Un progetto necessario: perché necessario? Perchè a Rovato un vero teatro non c’è e tante realtà ne potrebbero beneficiare, dalla Strickler all’Arabesque, da MusicWarehouse alla stessa Banda Pezzana, per non parlare delle tante altre associazioni, delle scuole e degli oratori. Perché avere un teatro è motivo di orgoglio per una Città importante come Rovato. Perché un teatro significa indotto di ristorazione e ricettività. Perché un teatro significa aggregazione per tutta la comunità.

Un progetto ambizioso: perché ambizioso? Perché non sarà solo un teatro, né solo un cinema, ma un moderno edificio culturale polifunzionale, che possa essere sfruttato in molte diverse modalità. Così si arricchirà l’offerta culturale e al tempo stesso si sfrutterà al meglio l’investimento. E perché l’appetito vien mangiando, e avere a disposizione un teatro creerà ulteriori occasioni culturali e non solo.
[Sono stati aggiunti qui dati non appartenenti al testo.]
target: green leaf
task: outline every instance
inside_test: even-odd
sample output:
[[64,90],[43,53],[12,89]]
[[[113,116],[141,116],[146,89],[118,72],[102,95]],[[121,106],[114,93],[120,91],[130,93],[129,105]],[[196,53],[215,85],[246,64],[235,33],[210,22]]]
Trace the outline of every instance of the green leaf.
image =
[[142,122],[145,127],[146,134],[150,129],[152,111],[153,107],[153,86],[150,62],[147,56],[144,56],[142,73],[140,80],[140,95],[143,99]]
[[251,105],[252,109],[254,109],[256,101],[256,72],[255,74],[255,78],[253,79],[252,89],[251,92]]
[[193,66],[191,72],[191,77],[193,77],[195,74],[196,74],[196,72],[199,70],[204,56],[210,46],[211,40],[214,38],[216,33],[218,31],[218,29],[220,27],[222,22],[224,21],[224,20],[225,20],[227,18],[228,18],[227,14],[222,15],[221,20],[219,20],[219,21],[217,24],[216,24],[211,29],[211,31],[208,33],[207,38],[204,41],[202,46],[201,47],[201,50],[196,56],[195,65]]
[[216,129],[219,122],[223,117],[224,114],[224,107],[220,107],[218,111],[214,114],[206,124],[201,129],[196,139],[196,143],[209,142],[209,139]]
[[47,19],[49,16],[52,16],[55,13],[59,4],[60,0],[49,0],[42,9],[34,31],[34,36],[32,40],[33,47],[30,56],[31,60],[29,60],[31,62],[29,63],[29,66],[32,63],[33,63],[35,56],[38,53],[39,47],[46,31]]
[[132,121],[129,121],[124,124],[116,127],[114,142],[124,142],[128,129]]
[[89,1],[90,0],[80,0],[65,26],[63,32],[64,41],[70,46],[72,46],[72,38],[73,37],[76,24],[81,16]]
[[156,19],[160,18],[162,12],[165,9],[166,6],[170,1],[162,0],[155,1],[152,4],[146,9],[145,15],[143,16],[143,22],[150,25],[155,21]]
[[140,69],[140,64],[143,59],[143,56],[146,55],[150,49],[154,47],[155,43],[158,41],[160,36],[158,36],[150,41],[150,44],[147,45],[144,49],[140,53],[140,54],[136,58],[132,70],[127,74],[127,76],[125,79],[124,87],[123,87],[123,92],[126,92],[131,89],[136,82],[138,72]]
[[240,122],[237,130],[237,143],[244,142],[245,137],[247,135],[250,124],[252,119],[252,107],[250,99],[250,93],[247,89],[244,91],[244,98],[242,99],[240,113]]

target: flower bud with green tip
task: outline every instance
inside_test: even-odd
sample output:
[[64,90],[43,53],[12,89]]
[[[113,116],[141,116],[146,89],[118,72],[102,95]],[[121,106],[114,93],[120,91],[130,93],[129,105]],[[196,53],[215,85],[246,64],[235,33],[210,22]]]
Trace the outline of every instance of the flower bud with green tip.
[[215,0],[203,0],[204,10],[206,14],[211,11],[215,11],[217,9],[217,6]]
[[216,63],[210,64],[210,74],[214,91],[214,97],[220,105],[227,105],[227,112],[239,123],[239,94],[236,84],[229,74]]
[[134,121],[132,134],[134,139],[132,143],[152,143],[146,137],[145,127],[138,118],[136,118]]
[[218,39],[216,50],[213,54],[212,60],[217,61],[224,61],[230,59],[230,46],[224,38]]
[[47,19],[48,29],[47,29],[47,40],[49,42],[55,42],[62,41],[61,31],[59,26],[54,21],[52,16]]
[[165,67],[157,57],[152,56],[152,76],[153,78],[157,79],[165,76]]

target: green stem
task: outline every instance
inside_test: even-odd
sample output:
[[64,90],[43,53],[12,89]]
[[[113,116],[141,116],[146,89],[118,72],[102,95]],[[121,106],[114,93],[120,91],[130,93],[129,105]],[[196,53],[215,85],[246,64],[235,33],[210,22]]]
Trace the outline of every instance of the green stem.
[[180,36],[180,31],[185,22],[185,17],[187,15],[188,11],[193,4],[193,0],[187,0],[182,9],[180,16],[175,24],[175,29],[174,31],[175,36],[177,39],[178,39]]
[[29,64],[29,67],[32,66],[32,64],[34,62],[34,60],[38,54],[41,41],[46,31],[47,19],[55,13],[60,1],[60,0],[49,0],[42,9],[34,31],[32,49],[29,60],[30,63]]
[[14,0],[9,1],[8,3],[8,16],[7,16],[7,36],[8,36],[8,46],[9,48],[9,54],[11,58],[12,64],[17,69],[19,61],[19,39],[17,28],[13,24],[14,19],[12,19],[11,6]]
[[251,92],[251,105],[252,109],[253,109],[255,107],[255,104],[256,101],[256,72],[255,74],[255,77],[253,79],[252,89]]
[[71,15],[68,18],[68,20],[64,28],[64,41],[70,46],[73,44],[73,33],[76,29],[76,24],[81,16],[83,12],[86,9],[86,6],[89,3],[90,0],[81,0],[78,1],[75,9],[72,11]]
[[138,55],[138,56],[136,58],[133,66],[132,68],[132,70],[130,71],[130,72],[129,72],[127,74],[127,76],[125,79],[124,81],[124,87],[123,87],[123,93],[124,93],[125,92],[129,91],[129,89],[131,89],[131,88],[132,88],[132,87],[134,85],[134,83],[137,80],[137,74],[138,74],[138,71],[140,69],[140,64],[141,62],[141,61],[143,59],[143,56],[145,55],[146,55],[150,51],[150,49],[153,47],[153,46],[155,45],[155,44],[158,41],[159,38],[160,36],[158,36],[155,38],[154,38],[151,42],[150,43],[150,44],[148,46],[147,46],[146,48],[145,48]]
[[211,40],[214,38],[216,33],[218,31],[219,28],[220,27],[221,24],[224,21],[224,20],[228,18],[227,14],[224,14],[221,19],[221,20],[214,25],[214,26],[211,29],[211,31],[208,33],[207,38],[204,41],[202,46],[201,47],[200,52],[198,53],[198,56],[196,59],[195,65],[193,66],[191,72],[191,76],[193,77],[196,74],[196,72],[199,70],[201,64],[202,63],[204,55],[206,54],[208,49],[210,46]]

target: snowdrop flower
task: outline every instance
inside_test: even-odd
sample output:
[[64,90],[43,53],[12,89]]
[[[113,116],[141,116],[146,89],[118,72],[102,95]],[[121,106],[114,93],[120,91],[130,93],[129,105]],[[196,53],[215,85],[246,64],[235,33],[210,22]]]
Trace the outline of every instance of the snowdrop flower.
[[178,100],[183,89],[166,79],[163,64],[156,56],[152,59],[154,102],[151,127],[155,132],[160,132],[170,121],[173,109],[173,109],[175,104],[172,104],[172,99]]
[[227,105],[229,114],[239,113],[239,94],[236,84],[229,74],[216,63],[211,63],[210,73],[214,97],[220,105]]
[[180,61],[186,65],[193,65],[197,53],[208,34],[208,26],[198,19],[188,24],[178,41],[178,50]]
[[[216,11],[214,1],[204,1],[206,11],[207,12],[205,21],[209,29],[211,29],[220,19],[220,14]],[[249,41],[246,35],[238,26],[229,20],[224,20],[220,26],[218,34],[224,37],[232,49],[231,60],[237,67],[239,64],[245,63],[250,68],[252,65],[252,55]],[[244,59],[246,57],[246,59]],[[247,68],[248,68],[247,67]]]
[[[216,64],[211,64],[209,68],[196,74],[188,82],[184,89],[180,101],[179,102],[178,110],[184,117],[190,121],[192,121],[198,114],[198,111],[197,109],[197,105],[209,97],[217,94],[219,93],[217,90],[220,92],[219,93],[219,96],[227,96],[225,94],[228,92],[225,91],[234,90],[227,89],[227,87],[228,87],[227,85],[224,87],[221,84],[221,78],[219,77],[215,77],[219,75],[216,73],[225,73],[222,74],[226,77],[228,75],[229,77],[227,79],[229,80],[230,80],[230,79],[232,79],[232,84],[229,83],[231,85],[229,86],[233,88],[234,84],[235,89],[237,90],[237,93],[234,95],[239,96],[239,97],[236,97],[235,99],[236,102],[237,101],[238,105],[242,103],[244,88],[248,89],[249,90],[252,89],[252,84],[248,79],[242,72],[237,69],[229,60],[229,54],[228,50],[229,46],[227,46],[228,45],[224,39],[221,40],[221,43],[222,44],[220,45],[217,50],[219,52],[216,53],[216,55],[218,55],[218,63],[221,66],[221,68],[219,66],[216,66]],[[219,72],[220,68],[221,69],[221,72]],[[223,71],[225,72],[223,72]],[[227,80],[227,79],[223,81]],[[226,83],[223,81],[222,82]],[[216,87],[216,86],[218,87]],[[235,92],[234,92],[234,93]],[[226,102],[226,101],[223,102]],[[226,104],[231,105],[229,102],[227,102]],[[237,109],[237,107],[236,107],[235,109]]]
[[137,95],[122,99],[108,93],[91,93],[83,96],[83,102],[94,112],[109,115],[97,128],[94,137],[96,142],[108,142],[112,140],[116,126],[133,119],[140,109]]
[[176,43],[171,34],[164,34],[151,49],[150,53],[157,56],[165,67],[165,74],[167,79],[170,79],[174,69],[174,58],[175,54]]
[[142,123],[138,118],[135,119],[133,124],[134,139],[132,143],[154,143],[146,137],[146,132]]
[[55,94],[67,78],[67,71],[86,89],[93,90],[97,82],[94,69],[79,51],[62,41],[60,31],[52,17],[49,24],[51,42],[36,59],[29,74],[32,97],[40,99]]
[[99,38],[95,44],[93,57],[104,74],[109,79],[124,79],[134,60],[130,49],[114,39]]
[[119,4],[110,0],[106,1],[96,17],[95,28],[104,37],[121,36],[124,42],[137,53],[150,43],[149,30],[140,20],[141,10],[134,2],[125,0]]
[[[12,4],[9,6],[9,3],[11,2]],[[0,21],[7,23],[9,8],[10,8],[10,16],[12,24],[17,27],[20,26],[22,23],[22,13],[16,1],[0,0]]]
Che cos’è il project financing? Il project financing o finanza di progetto è il coinvolgimento dei soggetti privati nella realizzazione, nella gestione e soprattutto nell’accollo totale o parziale dei costi di opere pubbliche. Affideremo la costruzione dell’edificio del teatro a privati, in modo da realizzare in una posizione privilegiata un elegante e funzionale edificio direzionale, ponendo a carico di privati tutti o parte dei costi di costruzione. Altra parte dei costi saranno coperti mediante l’accesso a bandi pubblici e privati. In tal modo l’opera non avrà costi a carico del Comune.

Un edificio alto, con grande parcheggio, uffici e abitazioni, ma soprattutto con un intero piano dedicato a sale prova, residenze temporanee per artisti e compagnie itineranti, sale per gruppi e associazioni. Perché il teatro non è solo lo spettacolo ma è anche aggregazione.

L’ingresso rivolto verso la biblioteca: perché la cultura è relazione, e perché tutte le sue forme dialogano e si integrano reciprocamente. E perché la biblioteca ha un cortile bellissimo che diventerebbe l’ingresso perfetto per il nuovo teatro di Rovato.